We need to seriously study of the links and interactions between proposals for dealing with these two pathologies –

(1) by replacing taxes on productive activities with taxes on the value of land (and other common resources), and

(2) by transferring the creation of money from commercial banks to the state.


Support for both of these is growing, but so far separately among two different sets of academics, professionals and activists. The two approaches have much in common.

  • Both will help to smooth out the peaks and troughs of economic cycles due to house price booms and busts, and banking booms and busts. When land values are taxed, continual rises in the capital value of land - that now encourage banks to keep the vicious spiral going by offering bigger and bigger loans for land and housing purchases – will be reduced.

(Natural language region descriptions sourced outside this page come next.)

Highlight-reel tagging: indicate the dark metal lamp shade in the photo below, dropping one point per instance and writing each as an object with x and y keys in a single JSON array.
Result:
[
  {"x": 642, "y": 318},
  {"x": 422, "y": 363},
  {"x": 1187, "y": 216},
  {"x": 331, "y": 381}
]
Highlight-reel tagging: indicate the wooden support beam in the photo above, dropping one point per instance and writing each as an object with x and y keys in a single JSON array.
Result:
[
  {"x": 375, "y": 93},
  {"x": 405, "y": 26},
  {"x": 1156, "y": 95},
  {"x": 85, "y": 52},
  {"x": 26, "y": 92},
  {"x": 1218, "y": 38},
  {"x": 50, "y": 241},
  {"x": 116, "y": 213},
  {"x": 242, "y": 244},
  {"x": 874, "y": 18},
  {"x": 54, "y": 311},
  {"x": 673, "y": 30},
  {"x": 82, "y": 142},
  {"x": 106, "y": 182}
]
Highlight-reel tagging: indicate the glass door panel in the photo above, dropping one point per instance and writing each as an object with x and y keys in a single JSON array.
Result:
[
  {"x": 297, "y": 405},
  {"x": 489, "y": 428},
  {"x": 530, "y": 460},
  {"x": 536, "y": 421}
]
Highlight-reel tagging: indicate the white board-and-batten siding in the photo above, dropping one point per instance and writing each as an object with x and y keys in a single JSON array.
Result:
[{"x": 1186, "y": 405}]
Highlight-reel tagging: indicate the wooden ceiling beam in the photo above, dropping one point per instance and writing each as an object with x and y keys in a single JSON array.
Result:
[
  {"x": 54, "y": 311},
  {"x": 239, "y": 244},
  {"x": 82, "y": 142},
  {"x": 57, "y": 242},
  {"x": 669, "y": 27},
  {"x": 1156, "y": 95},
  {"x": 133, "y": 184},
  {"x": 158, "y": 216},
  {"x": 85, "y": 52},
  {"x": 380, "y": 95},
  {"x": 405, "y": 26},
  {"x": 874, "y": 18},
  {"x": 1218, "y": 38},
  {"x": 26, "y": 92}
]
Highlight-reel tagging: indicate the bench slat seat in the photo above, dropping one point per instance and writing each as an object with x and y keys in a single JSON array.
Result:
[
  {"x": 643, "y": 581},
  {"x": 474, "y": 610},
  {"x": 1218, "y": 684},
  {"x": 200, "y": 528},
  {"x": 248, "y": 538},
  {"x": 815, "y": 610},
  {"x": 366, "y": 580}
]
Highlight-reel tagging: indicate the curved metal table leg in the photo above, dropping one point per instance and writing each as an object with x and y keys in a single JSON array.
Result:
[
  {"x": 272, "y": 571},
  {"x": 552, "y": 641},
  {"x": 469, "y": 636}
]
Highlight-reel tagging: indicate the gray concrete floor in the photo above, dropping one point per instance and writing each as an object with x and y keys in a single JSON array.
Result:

When banks are no longer allowed to create new money, money will no longer flow immediately at birth into speculative investment in rising land and house prices.
  • Both will make it possible to reduce distortionary taxes that now damage the economy, replacing them by public revenue collected in one case from the society-created value of land and and in the other from the value of creating the public money supply.
  • Both will distribute more fairly the publicly created value of resources that should be shared in common, and remove the ‘free lunches’ now enjoyed by the landowners and banks, business corporations and rich individuals, who are now allowed to 'enclose' the value of those resources for private profit.
  • Both will open up opportunities for enterprise and work to people now excluded from them.
  • Both will discourage environmentally damaging activities, or at least stop encouraging them; and
  • Both will make the tax system and the monetary system more transparent, allowing the electorate, politicians, economists and other professionals of many kinds to see more clearly how these systems work and how to improve them."